Team Pickle Rick

Team Pickle Rick

GitHub Repository: https://github.com/evan-mcginnis/INFO529-midterm

Docker (Container): https://hub.docker.com/repository/docker/emcginnis/info529

Github Website/Write-up: https://ianforsyth1.github.io/ISTA429-Midterm/

Google Document Answering the 10 Simple Rules to Cultivate Transdisciplinary Collaboration in Data Science: https://docs.google.com/document/d/1SoN3xQI8gXD-f0s9SmePk9jtNsvu5lT1yyz4gLLYuDA/edit?usp=sharing

Presentation Slide Show: https://docs.google.com/presentation/d/1fhYI1ss_TzTWNZWb8D3U0waaf5MbdILuLbBC8FQUSTg/edit?usp=sharing

Members: Brendan Bertone, Jocelyn Connors, Evan McGinnis, Hongyuan Zhang, Ian Forsyth

Team Spokesman: Ian Forsyth

Steps Taken to Complete Competition

  • Created a Github Website that is able to host the report for the competition.

  • Cloned/forked GitHub Repository and executed git pulls, commits, and upstreams to make sure everyone was always working on the most current version of the master repository.

  • Able to manipulate/clean data, store data (Cyverse), and access data in HPC.

  • Able to create a summary python file that was able to graph and model the features for the data. 

  • Able to Connect to HPC run code in interactive mode

    • Was able to run code with and without GPU. It was a necessity to increase memory in interactive mode or our prediction-yield python script would get killed.

      • Interactive mode was initiated by specifying: srun --nodes=1 --mem=470GB --ntasks=1 --cpus-per-task=94 --time=6:00:00 --job-name=po_mcomp --account=lyons-lab --partition=standard --mpi=pmi2 --pty bash -i

      • srun --gres=gpu:1 --nodes=1 --mem=470GB --ntasks=1 --cpus-per-task=94 --time=6:00:00 --job-name=po_mcomp --account=lyons-lab --partition=standard --mpi=pmi2 --pty bash -i

    • Used conda in our virtual environment and activated it by using the command ‘conda activate midterm’ after in interactive mode.

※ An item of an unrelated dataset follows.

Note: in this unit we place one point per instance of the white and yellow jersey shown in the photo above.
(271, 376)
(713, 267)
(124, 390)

  • Created a Batch file that was able to run slurm job on HPC that predicted results for the training data using our prediction-yield python script. The script also output the prediction numpy file for the training data.

  • Was able to modify the batch file by using vi to edit the file to have 16 nodes, cpus per task to equal 12, and the time to be set for 10:00:00. 

  • Was able to submit the job on the HPC (sbatch).

  • Utilized makefile in the command line for shell commands to make calling specific files easier (i.e. make data, make train-data, etc.)

  • Was able to produce prediction results for training data with a decent(RMSE and R-Squared values).

  • Incorporating containers/docker for running outcode and being able to connect the container to the HPC.

Member Skills

Evan McGinnis (Overall Project Manager/Data Engineer/Coder): Python, Various DBs, Project Management, AWS, Azure, Docker

Brendan Bertone (HPC Team): Information Technology Major/CS Minor, Data Mining Techniques (R, Tidyverse), Python/Java/HTML/CSS/JavaScript, Cyber Security Concepts, Networking Concepts

Jocelyn Connors (HPC Team): R, SQL, experience in Microsoft Azure and MS Access, Excel, PowerPoint, Basic Python, Data Mining Techniques (R, Tidyverse), Data Visualization

Hongyuan Zhang (Write Up/Github Website Team): HTML, python, C, basic R programming, java, Linux

Ian Forsyth (Write Up/Github Website Team): Information Technology (Enterprise setting), Some Python and R programming, Some HTML/CSS, Some SQL, Cyber Security Concepts, MS Office Suite.

Gaps in Knowlege

Plant Science, Possibly Machine Learning